Continuous struggles affecting Romanian politics, scandals involving ministers of now and then, political abuses with business purposes: newspapers are back in full force on Monday after a largely bland weekend. The papers turn inside out parliamentary plans to suspend the President and blast the first errors of new government members.

Evenimentul Zilei report that MPs hostile to President Traian Basescu have few days to go to decide whether to pursue the procedures to suspend the head of state as promised. Their plans were countered by Basescu last week when he announced complicated political and constitutional times by promising to resign if suspended.

According to the newspaper, less and less members of the main opposition party, the Social Democrats (PSD), are certain the time is right for suspending the President and the party is now looking for an honorable exit from the situation.

Gandul also reports that this week is decisive - this time not for MPs, but for Basescu himself.

The paper reports that the Parliament is expected to vote the suspension proposal on Wednesday or Thursday, after the Constitutional Court officially publishes its recent decision that Basescu had breached the Constitution on several accounts, but not in so serious a manner as to have him suspended.

Cotidianul for its part reports that dissention is already affecting relations between the Liberals - who were left to govern alone after dropping an alliance with Basescu’s Democrats (PD) - and the PSD.

While the PSD supported the new minority government in Parliament, the party has suggested it would oppose key pieces of legislation due to come from the Liberal.

In these circumstances, Adevarul publishes an interview with the official head of the PD, Emil Boc, who says his party was “betrayed” when removed from the Government earlier this month and warns that Basescu’s rivals are facing a delicate situation: “politicians defeated by Basescu [in possible early elections] will have to disappear”.

Newspapers also focus on how a couple of ministers made serious gaffes over the weekend. Gandul reports that the new Defense minister, Teodor Melescanu, took ONU for NATO in a TV show on Sunday, when he said Romanian troops operate in Afghanistan “under UN mandate”, while in fact they act under NATO term.

And Cotidianul reports that Economy minister Varujan Vosganian mocked at the activity of prosecutors investigating cases of big corruption in the energy sector.

Vosganian said this weekend that “I put the ministry on full alert following the statements made by prosecutors”, and later explained his irony: “I don’t have information about the existence of threats [as the prosecutors have warned about the energy sector] and I cannot believe there is a silent conspiracy to hide such threats”.

Meanwhile, Evenimentul Zilei turns its eyes on shady political deals in favor of certain businesses. The newspaper cites charges brought by a maverick analyst, Mugur Ciuvica, head of a “center for political investigation”, against recently deposed Interior minister Vasile Blaga.

Blaga, a Democrat, is accused of allying with officials representing the opposition PSD to illegally support the development of a real estate project belonging to a controversial business group, Niro.

Cotidianul is interested in another way of intertwining political and business interests.

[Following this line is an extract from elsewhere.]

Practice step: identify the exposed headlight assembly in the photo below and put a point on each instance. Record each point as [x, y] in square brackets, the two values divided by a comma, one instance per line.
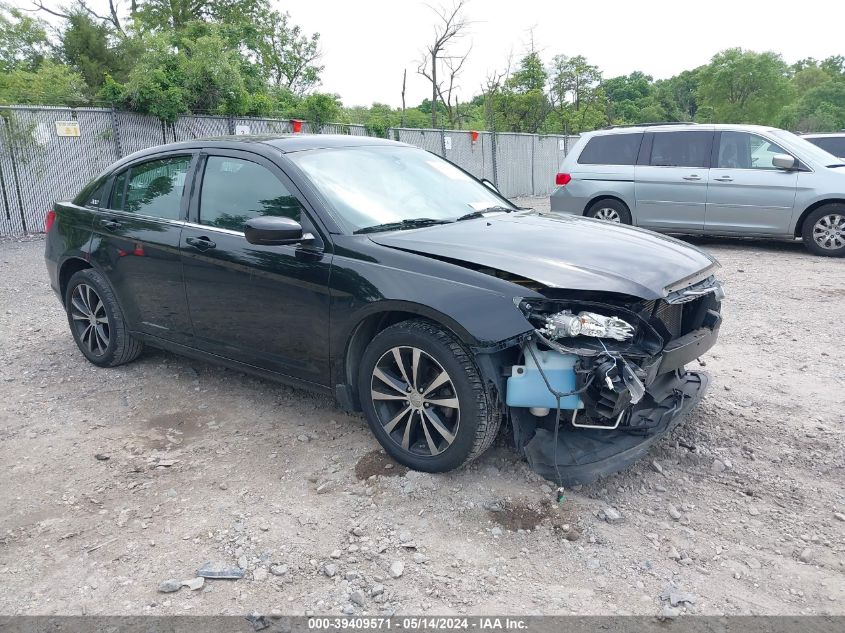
[567, 324]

The paper reports that the Parliament has decided to remove the criminal character of several banking abuses despite the opposition of both the President and the Prime minister.

Legislators amended a law to combat corruption and decided that deeds such as breaking the credit banking norms and the use of credits in non-contracted purposes should not have a penal nature.

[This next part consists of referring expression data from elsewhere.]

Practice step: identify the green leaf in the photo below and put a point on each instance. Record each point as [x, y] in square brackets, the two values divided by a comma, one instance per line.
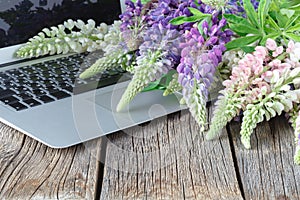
[293, 36]
[152, 86]
[292, 21]
[197, 12]
[183, 19]
[271, 22]
[236, 19]
[250, 12]
[281, 19]
[142, 1]
[294, 28]
[271, 36]
[240, 28]
[263, 9]
[248, 49]
[208, 19]
[160, 84]
[241, 42]
[287, 12]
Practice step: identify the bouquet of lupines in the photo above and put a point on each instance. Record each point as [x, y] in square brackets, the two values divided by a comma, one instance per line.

And Gandul quotes Jerusalem Post in reporting that the former Israeli lawyer of Romanian-Syrian businessman Omar Hayssam, a fugitive facing terrorism charges in Romania, is caught in a political scandal in Romania.

According to the Post, Mordechai Tzivin informed that he was ready to inform a commission of the Romanian Parliament about what he called “corruption in Romanian secret services and the government”.

Last but not least, Evenimentul Zilei reports that the Romanian winner of several international beauty pageants such as Miss Globe 2005 and Miss Bikini World 2003, Andrea Cojocaru, 22, is suspected on involvement in a drug trafficking ring in the region of Moldova.